As I type up the lists of familiar song-titles, it occurs to me that I have come to think of these songs as friends, of a sort. Each song name carries with it a set of associations: experiences we have shared, places we have been.
Like human friends, each song has its own unique characteristics: things I love about it and traits that sometimes pose a challenge. As the years go by and I spend more time with each song in turn (each performance not unlike a shared cup of coffee) I get to know it better, and my appreciation and understanding of it deepens—unless, of course, we ultimately decide that we just don’t get along and we part ways.
These friends, my songs, hang around in groups. Certain ones stick together on set lists from year to year, complementing each other in particular ways. Sometimes one seems to introduce me to another, or to a whole new bunch. Other songs are loners. I might never write another one like it, and as a result it holds a special place in my life.
As a child, I liked to write lists: my favourite books, records, foods…lists of names for future children and pets…and lists of friends. I identified “best” friends, and as I look at my set lists now, certain ones do stand out as favourites. On the other hand, as an adult I now recognize that each friend plays a special and unique role in my life, so ranking them seem unnecessary. Anne helps me understand marriage and family. Rachel always makes me laugh. When I need peace and comfort, I turn to Mary.
I feel especially close to the songs I’ve known during the decade or so I’ve been singing professionally. Other songs existed before that, but they’re like childhood friends and I’m in touch with only a few of them now. Once in awhile, a forgotten song turns up unexpectedly. A page of lyric falls out of a file folder, like a grade school buddy saying hello on Facebook.

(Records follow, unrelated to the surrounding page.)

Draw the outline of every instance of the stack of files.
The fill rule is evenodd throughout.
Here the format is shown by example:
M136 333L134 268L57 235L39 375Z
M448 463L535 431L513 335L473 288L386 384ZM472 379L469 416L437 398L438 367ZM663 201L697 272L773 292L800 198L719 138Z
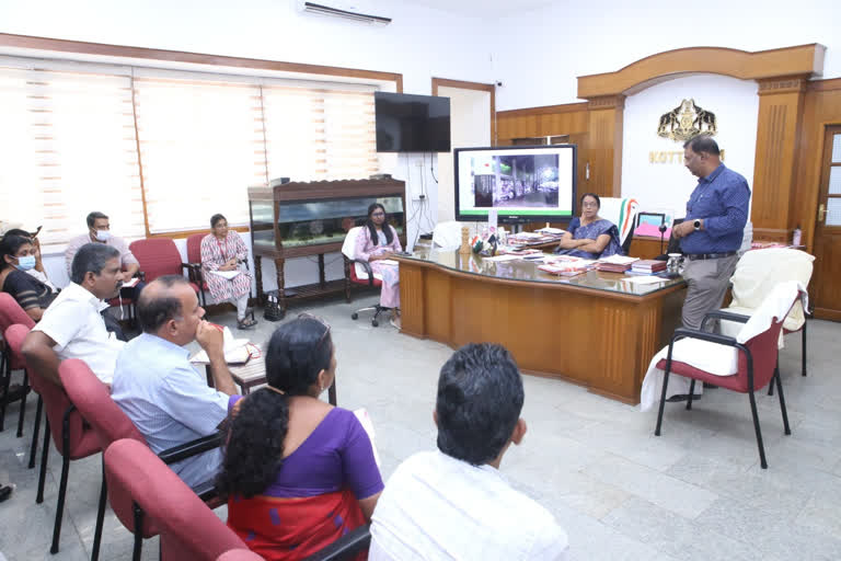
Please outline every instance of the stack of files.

But new friends, they’re the most exciting. The heady rush of discovering a new song feels just like the jump-start of any new relationship. With a new song, you get the kind of excitement you’d get with a new love affair, but without all the messy complications. Plus, songs cannot get jealous of each other. In the set list of life, there’s always room for more.
As I try to balance the many responsibilities of my life, I often feel that I’m not attending adequately to all my human friends. I feel that way about songs at times too—that I'm neglecting them. I’m aware that my semi-regular performing schedule allows some of us to get together only a few times a year.
When I feel this way, the best antidote is a long, private music session in which I play all the songs I know…inviting in as many as I can think of. Reacquainting myself with each of them, I feel reconnected to myself—the stories, settings and observations that make life so rich.
So I gather these friends around me as often as I can, knowing that they won’t always be with me or (more accurately) me with them. They entertain me, give me courage, reflect my deepest feelings, lift me up when I’m down. I am grateful that at times they do the same things for other people. But even when I am the only person they keep company, these friends, my songs, serve me well.